30 março, 2014

Radioactive

Não sei que sentimento é este, que sensação me corrói por dentro.
Não sei que amor tóxico, que amor destrutivo é este que me motiva.
É algo que sinto a correr-me nas veias, a escorrer por mim...
Não me dá sossego de maneira nenhuma, por muito que tentasse. Mas não tento.
Nem sequer tento escapar a esta radiação que põe fim ao meu ser,
Nem vacilo se a vir, se ela chamar por mim. Corro, voo para ela.
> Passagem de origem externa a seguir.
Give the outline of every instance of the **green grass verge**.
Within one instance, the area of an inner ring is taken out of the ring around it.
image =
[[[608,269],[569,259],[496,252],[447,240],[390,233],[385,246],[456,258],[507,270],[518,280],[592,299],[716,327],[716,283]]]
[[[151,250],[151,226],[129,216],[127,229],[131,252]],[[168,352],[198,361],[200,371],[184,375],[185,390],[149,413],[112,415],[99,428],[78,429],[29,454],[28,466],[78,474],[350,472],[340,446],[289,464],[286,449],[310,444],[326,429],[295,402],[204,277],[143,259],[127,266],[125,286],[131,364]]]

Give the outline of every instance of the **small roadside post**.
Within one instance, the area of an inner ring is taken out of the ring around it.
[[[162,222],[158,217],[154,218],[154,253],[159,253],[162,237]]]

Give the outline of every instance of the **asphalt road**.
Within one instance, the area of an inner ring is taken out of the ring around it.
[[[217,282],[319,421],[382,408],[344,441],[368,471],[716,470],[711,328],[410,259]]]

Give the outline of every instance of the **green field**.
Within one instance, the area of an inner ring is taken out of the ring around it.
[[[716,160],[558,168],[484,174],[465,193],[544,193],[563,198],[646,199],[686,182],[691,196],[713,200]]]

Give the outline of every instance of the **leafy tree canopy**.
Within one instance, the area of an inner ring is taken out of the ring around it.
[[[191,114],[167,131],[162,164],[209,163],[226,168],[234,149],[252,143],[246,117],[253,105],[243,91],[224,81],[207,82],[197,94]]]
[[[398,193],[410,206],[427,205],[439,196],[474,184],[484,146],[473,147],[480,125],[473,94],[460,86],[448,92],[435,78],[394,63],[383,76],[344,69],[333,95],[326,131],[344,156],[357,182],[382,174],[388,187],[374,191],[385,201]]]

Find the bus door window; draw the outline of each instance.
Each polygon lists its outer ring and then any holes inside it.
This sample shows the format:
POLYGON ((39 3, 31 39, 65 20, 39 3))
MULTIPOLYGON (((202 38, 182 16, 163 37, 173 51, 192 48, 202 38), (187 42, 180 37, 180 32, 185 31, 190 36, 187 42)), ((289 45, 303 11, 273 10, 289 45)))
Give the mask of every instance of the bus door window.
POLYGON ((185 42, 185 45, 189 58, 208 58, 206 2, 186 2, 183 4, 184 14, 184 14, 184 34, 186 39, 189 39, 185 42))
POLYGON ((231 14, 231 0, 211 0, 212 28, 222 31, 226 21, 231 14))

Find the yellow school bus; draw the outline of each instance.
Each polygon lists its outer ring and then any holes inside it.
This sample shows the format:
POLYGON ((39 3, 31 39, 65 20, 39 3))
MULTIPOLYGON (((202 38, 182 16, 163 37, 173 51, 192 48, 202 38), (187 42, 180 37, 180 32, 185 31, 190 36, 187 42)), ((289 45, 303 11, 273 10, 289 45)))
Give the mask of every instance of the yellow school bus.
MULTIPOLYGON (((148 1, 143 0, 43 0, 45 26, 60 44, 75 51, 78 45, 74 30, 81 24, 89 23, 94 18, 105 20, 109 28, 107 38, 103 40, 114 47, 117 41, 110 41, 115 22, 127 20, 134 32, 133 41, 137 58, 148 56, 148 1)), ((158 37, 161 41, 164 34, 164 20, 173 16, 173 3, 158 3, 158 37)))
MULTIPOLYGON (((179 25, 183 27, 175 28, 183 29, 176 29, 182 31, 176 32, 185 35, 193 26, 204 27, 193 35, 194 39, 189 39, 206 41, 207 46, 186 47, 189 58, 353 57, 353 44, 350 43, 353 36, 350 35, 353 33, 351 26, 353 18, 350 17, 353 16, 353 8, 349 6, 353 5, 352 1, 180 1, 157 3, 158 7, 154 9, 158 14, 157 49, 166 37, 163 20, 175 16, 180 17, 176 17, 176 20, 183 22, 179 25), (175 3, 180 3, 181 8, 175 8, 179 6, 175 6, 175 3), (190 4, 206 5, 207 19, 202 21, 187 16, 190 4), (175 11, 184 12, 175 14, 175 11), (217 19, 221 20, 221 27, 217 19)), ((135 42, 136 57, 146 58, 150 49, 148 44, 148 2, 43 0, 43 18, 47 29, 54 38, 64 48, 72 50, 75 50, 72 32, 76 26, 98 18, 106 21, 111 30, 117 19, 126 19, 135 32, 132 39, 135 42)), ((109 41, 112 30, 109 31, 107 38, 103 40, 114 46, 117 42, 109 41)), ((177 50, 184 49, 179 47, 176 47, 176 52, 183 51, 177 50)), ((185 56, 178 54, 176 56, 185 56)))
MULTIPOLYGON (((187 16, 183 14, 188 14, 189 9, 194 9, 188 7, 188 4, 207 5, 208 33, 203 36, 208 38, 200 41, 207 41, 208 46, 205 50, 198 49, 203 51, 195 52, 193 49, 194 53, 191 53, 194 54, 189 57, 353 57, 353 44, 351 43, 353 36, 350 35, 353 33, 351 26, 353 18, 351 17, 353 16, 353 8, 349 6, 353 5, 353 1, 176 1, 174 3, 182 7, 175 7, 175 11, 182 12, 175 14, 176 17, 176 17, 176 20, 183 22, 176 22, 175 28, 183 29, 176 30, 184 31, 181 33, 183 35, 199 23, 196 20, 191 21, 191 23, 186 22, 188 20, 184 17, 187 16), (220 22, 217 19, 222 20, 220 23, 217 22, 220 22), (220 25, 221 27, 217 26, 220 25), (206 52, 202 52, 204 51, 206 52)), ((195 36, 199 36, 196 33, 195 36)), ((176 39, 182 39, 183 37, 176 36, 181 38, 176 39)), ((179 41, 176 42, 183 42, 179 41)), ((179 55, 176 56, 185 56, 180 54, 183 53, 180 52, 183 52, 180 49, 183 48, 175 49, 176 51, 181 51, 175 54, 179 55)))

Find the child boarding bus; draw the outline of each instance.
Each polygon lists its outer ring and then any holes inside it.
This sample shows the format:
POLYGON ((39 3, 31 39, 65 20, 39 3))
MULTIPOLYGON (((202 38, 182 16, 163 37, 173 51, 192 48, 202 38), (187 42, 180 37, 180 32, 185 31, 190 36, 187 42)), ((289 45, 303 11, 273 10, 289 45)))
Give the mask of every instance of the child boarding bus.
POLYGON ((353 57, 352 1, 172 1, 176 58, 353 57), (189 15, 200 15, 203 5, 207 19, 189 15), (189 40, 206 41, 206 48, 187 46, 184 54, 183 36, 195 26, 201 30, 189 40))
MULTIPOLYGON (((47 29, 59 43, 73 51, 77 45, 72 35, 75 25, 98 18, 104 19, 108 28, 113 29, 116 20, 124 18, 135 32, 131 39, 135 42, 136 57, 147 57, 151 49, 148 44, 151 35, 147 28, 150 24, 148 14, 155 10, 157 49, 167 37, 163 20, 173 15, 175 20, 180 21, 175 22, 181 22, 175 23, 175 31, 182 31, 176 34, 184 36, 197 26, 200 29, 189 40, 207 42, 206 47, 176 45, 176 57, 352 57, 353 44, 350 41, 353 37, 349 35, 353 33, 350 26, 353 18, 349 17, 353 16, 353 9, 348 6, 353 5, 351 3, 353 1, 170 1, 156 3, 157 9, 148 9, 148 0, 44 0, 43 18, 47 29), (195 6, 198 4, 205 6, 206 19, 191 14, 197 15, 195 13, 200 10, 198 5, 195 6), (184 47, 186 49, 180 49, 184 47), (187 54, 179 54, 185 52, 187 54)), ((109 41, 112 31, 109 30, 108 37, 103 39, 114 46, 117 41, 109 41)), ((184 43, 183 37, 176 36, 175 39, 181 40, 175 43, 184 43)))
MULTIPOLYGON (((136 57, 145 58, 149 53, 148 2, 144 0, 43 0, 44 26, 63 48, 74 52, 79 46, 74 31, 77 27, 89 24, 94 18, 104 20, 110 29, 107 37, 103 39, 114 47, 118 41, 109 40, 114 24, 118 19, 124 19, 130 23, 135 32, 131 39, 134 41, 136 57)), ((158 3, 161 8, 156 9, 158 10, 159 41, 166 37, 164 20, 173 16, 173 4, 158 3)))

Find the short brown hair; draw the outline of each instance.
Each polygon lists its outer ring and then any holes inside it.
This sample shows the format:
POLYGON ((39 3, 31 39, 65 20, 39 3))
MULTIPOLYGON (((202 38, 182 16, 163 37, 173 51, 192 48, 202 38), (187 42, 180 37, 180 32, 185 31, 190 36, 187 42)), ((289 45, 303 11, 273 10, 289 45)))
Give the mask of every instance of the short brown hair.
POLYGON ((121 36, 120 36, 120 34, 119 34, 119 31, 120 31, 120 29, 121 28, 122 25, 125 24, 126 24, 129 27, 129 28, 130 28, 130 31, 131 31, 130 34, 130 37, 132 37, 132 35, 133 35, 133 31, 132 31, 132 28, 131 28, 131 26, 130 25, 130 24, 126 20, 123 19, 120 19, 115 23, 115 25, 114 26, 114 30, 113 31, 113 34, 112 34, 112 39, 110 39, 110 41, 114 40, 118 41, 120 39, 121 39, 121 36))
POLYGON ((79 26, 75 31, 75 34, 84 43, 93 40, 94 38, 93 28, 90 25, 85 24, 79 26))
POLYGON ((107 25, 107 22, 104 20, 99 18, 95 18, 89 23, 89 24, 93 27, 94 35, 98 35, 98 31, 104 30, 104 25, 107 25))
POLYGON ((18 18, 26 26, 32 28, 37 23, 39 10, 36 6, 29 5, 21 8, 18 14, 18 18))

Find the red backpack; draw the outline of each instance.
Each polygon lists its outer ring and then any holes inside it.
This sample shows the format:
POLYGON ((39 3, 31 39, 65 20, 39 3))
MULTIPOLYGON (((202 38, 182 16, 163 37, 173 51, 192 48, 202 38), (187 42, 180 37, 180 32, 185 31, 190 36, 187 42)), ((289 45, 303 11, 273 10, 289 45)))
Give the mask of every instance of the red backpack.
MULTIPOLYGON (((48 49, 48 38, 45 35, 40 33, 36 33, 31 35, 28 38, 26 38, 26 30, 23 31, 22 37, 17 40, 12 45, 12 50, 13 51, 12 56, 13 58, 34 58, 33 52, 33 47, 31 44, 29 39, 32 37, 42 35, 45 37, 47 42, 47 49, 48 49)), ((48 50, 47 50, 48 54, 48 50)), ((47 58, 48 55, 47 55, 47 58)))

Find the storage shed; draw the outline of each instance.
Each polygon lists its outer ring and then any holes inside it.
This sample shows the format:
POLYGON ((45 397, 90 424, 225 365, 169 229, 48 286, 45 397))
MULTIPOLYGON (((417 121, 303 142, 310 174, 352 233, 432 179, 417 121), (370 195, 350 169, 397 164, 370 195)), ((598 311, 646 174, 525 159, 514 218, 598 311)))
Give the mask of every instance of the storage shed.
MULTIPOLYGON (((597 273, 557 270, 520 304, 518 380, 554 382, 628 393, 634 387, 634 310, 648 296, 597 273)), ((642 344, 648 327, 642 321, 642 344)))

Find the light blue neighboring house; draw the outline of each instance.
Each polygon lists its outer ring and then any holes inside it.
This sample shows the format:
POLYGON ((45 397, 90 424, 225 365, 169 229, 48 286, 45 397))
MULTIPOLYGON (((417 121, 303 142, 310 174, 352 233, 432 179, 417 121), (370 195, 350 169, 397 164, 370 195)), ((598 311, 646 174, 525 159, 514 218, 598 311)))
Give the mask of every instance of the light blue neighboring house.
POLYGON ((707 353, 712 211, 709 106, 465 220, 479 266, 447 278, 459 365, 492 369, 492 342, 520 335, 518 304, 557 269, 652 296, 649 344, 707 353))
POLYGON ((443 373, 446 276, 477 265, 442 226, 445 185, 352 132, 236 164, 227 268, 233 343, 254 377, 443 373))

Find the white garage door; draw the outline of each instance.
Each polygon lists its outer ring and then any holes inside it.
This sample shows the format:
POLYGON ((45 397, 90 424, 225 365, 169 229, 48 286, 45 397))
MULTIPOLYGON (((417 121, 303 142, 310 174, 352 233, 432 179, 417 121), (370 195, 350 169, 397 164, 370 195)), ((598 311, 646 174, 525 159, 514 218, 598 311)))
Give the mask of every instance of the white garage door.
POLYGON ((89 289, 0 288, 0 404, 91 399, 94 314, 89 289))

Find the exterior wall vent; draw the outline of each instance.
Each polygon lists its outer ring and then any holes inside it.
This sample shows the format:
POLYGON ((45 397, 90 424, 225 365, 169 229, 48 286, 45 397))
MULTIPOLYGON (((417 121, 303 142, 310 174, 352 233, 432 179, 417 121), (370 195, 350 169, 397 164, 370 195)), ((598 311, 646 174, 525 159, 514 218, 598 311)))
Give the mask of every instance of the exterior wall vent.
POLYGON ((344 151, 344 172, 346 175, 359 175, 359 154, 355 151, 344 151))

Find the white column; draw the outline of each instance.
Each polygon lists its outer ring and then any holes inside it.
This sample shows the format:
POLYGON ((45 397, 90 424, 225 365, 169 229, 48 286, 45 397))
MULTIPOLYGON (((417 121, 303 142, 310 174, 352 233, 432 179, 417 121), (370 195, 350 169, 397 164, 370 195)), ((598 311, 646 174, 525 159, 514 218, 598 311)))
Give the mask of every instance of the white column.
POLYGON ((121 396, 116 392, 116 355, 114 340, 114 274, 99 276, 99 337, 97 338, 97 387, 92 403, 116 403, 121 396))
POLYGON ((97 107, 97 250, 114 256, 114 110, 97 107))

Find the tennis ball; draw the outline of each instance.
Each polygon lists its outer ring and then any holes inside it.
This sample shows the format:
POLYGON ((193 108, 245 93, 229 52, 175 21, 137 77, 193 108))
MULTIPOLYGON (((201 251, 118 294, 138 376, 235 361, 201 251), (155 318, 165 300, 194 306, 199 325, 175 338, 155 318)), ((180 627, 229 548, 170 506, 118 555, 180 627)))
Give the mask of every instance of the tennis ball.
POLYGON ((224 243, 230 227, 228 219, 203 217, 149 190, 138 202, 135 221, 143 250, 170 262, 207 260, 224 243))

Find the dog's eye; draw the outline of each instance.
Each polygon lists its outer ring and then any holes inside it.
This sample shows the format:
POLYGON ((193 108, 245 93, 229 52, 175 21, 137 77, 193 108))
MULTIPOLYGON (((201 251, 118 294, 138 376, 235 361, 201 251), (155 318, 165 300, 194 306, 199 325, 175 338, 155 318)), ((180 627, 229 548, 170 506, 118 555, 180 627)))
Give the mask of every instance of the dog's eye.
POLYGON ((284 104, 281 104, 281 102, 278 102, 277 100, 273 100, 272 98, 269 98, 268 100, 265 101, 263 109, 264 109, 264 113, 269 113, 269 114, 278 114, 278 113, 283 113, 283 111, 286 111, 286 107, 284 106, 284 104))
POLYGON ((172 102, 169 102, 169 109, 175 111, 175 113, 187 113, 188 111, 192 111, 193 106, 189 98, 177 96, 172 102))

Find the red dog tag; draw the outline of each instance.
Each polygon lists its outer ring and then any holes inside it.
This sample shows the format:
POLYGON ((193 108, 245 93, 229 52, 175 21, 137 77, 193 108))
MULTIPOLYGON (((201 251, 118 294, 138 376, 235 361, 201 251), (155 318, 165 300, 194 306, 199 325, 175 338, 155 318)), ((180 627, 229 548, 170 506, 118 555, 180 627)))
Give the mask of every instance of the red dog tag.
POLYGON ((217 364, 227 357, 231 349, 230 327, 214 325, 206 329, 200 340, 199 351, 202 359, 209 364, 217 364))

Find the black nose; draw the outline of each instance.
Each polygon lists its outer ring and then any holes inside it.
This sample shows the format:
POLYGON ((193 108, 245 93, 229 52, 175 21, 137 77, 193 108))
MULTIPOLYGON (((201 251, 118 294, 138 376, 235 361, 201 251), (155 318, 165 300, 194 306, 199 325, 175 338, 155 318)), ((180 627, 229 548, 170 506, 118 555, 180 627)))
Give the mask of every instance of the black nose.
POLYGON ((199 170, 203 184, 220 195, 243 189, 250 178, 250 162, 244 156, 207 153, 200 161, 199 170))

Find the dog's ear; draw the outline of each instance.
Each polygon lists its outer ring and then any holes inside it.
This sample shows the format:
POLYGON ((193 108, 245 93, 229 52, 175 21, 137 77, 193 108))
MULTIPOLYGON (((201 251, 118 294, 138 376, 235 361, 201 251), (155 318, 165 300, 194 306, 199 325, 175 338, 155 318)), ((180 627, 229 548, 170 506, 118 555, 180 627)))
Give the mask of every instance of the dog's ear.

Quando me atrevo a sonhar, quando ouso desejar por mais,
Ela desvanece...E talvez nem seja por entre os meus trémulos dedos.
Chego a pensar que será uma visão, que todo este cenário surreal não existe.
Neste pequeno mundo apocalíptico, onde só surge o que já não é, o que nunca foi,
A desolação, creio encontrar a minha paz. O sítio onde pertenço.
Mas de repente, ela chega com a sua luz que irradia, com a sua imperiosidade,
Com o seu misticismo, com o seu orgulho e o seu coração de pedra. E eu.
Eu volto de novo ao princípio, à inferioridade, a tudo o que desejo esquecer,
A onde eu desejo fugir.
É como aquela estranha dor sobre a qual não sabemos o que sentir - é má ou boa?
Queremos que passe ou que fique? É como aquela ferida no nosso lábio, na
Qual não conseguimos impedir a nossa língua de tocar.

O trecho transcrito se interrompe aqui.